Cross-Layer Video Delivery: Taking Optimization to the Next Level
As the demand for high-quality video content continues to grow, optimizing video delivery becomes more important than ever. In this paper, the authors present StreamOptix, a cross-layer video delivery scheme that leverages the characteristics of the physical (PHY), medium access control (MAC), and application (APP) layers. By combining these layers and developing a joint optimization algorithm, they aim to overcome the challenges and achieve superior video transmission results.
One of the main challenges in optimizing video delivery is the complex interactions and mismatches between different layers. Each layer has its own objectives and timescales, and finding a unified solution can be difficult. However, the authors take a divide-and-conquer approach by breaking down the cross-layer optimization problem into three sub-problems.
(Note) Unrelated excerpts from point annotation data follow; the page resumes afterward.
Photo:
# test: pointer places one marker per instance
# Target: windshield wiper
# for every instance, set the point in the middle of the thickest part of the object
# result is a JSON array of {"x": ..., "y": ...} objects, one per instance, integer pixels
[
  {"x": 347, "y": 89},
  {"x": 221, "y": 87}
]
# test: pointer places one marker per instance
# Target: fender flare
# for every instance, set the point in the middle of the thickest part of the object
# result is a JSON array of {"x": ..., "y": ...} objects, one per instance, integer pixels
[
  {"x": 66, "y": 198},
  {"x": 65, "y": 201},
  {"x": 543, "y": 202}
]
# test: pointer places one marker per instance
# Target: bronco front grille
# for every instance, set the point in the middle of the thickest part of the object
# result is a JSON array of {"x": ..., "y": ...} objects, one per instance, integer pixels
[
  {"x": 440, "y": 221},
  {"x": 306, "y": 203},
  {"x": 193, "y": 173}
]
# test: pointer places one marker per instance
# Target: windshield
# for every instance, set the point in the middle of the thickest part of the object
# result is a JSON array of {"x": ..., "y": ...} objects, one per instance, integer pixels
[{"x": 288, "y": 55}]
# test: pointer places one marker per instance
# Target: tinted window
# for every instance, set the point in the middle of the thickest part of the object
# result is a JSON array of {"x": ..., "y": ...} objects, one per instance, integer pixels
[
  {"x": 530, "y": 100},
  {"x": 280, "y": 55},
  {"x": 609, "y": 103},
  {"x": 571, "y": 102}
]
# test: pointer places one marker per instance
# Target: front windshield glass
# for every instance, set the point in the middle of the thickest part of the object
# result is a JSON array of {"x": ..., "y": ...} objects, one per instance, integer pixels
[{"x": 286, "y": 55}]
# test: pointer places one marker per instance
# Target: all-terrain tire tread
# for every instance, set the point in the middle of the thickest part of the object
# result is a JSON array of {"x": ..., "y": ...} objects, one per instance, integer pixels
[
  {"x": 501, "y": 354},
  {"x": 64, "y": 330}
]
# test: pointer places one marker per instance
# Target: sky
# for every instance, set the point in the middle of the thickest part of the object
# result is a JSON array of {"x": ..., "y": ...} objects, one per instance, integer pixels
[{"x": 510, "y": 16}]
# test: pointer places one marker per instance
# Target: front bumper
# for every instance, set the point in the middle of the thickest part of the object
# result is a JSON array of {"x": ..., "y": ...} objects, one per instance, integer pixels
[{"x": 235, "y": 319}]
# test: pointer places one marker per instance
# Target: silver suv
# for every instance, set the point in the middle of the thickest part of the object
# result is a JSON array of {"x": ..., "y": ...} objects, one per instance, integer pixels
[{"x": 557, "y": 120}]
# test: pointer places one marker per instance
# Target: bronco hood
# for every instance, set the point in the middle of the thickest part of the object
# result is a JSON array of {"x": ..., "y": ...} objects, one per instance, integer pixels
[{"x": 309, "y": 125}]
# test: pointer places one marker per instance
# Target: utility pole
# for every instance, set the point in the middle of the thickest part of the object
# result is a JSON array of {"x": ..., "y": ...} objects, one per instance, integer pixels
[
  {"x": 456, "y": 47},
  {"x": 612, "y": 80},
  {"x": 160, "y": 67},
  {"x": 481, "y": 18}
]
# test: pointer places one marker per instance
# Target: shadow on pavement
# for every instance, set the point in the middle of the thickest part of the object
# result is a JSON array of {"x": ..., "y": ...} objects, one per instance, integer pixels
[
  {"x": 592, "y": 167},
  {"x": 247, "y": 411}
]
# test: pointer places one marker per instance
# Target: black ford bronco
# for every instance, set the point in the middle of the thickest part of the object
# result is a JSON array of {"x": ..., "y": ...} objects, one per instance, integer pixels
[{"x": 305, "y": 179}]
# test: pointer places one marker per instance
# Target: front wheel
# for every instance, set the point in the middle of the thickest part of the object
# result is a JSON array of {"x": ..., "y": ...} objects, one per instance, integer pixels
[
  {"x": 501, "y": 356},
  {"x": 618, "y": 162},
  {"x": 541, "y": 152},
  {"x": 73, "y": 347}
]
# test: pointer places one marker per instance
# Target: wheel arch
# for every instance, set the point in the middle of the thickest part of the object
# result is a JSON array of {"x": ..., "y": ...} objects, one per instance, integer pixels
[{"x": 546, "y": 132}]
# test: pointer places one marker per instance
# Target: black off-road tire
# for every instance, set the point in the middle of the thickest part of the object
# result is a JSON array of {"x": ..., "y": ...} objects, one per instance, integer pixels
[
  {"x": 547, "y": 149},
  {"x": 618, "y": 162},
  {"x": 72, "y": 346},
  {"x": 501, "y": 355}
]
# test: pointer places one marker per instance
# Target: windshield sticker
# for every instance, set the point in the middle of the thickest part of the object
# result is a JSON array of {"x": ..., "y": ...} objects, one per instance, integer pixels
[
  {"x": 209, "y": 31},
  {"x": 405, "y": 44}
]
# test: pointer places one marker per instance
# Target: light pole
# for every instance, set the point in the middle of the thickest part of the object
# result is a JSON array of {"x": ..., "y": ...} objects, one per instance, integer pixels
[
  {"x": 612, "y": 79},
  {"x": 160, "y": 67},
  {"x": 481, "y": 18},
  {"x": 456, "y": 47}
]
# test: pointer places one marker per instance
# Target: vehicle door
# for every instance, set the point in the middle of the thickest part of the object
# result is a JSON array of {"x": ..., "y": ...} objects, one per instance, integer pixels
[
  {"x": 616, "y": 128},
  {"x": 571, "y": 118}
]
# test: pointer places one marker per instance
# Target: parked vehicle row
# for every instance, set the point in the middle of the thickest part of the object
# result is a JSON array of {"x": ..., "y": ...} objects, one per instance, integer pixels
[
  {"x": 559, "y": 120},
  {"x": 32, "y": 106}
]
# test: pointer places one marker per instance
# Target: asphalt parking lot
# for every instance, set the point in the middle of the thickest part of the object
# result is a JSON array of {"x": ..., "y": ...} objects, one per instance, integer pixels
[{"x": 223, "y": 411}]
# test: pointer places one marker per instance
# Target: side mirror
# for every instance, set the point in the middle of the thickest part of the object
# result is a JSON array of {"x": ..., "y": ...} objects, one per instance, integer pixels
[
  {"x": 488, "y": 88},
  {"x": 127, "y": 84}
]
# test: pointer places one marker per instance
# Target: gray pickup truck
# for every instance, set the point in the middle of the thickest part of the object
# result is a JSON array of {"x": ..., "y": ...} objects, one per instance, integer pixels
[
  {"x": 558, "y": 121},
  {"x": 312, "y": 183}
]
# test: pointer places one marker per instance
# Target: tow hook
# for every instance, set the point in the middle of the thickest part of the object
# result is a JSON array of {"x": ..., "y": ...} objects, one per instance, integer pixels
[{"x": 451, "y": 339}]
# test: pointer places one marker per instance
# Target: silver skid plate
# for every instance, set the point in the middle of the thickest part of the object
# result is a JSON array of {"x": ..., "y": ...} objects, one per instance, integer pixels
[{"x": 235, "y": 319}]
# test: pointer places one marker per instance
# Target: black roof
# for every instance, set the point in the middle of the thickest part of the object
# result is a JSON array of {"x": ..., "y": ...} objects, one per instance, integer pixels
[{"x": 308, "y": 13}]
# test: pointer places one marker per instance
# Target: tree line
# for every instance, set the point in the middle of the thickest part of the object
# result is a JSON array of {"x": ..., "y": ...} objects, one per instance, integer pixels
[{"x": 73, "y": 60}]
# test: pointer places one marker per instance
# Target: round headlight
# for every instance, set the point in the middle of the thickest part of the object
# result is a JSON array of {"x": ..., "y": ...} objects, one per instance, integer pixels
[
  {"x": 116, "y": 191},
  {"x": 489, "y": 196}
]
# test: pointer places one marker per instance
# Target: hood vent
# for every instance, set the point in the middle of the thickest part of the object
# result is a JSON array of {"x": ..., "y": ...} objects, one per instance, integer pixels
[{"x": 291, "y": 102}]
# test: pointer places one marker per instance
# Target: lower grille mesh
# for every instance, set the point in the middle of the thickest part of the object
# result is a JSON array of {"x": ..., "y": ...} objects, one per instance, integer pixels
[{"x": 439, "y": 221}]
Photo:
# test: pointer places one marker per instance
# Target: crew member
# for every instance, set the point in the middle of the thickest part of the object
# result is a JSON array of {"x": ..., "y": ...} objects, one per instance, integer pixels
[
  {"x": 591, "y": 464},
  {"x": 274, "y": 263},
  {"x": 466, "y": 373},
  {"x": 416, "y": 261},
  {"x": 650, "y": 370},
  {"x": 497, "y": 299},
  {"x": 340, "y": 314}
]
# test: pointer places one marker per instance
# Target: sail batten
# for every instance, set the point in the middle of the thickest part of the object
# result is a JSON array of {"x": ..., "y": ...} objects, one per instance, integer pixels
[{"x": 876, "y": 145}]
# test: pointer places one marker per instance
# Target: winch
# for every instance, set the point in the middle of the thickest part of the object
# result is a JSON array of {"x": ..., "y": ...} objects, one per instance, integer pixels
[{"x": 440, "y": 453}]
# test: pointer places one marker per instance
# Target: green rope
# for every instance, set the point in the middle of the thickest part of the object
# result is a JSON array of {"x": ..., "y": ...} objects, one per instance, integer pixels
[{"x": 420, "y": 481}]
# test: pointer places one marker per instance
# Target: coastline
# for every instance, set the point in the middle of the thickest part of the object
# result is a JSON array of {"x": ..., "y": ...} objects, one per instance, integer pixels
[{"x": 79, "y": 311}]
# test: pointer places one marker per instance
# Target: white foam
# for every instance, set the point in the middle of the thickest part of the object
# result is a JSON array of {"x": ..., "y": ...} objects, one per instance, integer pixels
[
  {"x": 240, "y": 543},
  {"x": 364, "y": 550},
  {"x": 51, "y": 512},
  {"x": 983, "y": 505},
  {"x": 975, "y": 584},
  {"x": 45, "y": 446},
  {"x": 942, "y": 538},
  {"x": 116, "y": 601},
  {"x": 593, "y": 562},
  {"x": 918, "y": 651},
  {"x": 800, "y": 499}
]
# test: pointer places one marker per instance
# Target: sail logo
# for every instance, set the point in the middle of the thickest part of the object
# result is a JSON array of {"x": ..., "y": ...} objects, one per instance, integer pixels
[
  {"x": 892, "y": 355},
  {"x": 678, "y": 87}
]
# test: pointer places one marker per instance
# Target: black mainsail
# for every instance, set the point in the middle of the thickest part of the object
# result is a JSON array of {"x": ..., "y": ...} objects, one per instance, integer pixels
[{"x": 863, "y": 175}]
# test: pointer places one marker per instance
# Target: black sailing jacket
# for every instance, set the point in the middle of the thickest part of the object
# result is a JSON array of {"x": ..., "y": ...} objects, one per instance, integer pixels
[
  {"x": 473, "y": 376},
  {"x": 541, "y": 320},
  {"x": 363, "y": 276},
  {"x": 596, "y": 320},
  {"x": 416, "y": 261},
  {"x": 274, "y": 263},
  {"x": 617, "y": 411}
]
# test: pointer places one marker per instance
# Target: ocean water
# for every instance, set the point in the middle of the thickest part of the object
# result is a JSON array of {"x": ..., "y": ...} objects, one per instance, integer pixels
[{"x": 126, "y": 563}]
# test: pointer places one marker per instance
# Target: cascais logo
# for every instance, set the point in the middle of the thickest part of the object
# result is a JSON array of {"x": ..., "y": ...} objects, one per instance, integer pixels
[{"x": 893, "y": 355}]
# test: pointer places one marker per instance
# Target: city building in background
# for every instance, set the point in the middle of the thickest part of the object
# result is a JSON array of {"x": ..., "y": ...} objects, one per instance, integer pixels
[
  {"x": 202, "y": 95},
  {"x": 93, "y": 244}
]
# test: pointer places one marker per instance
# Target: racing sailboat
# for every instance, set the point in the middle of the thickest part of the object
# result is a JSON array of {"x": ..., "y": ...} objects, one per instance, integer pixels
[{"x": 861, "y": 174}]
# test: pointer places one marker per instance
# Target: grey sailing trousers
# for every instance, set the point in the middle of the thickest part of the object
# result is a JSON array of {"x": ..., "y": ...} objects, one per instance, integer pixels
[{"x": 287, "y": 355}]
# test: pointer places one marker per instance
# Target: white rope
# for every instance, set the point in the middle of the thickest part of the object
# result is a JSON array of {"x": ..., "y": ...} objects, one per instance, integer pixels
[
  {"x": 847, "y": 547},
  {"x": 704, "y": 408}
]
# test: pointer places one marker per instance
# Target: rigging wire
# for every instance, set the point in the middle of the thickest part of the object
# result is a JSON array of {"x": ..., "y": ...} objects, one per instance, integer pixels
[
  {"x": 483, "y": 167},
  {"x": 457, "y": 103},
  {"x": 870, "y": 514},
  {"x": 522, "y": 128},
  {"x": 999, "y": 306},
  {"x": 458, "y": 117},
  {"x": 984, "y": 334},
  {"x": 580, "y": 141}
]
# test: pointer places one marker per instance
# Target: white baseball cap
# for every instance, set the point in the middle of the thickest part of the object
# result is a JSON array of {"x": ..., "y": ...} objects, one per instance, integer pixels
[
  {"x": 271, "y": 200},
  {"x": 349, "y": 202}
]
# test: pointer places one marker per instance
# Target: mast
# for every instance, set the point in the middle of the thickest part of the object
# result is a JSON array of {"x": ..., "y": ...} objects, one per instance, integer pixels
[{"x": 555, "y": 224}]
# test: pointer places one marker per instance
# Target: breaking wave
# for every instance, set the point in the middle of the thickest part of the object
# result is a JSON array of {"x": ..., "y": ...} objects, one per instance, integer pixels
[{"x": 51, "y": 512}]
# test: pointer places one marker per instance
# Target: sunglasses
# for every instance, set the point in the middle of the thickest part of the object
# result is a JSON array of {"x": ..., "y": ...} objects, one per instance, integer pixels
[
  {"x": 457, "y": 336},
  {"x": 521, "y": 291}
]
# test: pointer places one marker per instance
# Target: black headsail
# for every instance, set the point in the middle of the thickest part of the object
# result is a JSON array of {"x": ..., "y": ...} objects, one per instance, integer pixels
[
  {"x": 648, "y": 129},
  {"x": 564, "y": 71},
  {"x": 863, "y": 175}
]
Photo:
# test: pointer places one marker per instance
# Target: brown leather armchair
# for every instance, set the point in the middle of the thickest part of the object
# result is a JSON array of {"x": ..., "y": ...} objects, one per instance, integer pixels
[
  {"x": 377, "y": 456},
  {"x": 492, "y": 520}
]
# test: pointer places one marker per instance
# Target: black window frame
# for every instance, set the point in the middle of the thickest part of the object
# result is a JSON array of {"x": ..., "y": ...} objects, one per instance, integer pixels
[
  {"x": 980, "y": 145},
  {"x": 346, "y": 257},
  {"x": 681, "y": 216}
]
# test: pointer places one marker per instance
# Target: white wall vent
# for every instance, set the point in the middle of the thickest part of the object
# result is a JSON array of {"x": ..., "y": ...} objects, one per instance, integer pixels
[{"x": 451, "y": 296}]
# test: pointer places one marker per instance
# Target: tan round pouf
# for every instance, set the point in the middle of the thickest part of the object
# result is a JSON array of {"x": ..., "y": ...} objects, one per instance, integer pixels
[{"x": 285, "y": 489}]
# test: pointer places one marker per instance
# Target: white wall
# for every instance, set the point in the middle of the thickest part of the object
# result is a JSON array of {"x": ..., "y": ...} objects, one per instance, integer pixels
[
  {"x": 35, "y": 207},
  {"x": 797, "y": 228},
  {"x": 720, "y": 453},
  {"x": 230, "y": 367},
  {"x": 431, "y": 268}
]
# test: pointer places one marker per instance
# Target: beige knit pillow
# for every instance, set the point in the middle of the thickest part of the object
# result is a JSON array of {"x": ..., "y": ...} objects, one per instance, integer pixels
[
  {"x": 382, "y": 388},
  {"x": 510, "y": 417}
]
- Adaptive Bitrate (ABR) Strategy: The authors propose an ABR strategy that takes into account the link capacity information from the PHY layer. By adapting the bitrate of the video in real-time, they can ensure optimal utilization of the available resources.
- Video-Aware Resource Allocation: To meet the bitrate constraint imposed by the application layer, a resource allocation scheme is developed that considers the characteristics of the video content. This ensures that the necessary resources are allocated to each video stream, maximizing the overall quality of the delivered videos.
- Link Adaptation with Soft Acknowledgment Feedback: The authors utilize soft acknowledgment feedback to adjust the link adaptation technique. By considering the distortions occurring in the PHY layer, a more accurate assessment of video quality can be obtained. This is a significant improvement over existing ABR methods that overlook these distortions.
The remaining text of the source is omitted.